O pequeno Vova, com síndrome de Down, pode ter alguma dificuldade para se expressar, mas não quando se trata de lançar um golpe com o cotovelo durante a aula de caratê em Kiev.
Aos 6 anos, ele faz parte de um grupo de crianças que praticam essa arte marcial na capital ucraniana, quebrando estereótipos nessa antiga república soviética onde crianças com deficiência costumam ser marginalizadas e incompreendidas.
“Ainda não fala muito bem, mas consegue nos fazer entender que quer ir ao caratê”, conta sua mãe, Marina, enquanto o ajuda a vestir o quimono.
“Todas as manhãs, ele acorda e sabe que tem treino à noite. Isso o deixa feliz”, completa Marina.
Os cursos acontecem no ginásio de uma escola de Kiev. É um dos poucos lugares na Ucrânia onde uma criança como Vova pode interagir com outros pequenos com a mesma síndrome.

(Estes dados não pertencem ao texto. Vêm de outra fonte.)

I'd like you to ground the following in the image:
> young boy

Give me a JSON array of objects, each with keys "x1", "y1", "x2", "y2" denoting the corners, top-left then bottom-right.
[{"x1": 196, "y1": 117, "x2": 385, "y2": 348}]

Para a maioria dos pais, brincar com outras crianças é essencial para o desenvolvimento de seus filhos. Na Ucrânia, existem aulas especiais para as crianças com deficiência, e é muito difícil obter todas as autorizações necessárias para a criação de grupos mistos. Trata-se de um trabalhoso e desanimador processo burocrático.
Na escola visitada pela AFP em Kiev, a instituição simplesmente ignora todas essas obrigações. Por isso, seu diretor insistiu em que o nome e a localização do estabelecimento não fossem revelados.
“Os pais e eu mesma assumimos toda a responsabilidade”, afirma a treinadora da escola, Natalia, de 48.
– Falta de cursos –
A escola abriu seu primeiro curso para crianças com síndrome de Down em 2013. Em 2015, começou a oferecer as aulas mistas. Desde então, seis crianças com Down participam dos cursos.
“Essas crianças estão isoladas na Ucrânia”, comenta Natalia.
“Aprendem a conviver com outras pessoas apenas por intermédio dos pais, ou nas escolas especiais, onde estão cercadas de crianças com a mesma síndrome”, lamenta.
Segundo Natalia, a presença de outras crianças é eficaz, e as crianças de seu curso já fizeram grandes progressos no plano físico, além de terem desenvolvido um verdadeiro interesse pelo esporte.
Alguns chegam a participar de competições quase no mesmo nível que as demais crianças.
Para a mãe de Vova uma preocupação permanece, porém: a reação dos outros pais.
“Em geral, os pais de crianças ‘normais’ têm medo de que haja crianças com a síndrome nas aulas”, relata.
“Infelizmente, poucas pessoas no nosso país sabem o que é a síndrome. Não entendem que essas crianças são verdadeiramente amáveis”, e não agressivas, completa.
Outra mãe, Liudmila, lamenta a falta de oportunidades para essas crianças. Ela conta que passou meses procurando um lugar onde seu pequeno Denis, de 10 anos e também com síndrome de Down, pudesse praticar atividade física.
“Meu filho é hiperativo. Quando estava no Jardim de Infância faltava um lugar para gastar toda sua energia”, lembrou.
“Gostaria de tê-lo colocado para fazer esporte mais cedo, mas não achávamos cursos”, acrescenta essa mãe, feliz com os avanços que seu filho já fez no caratê.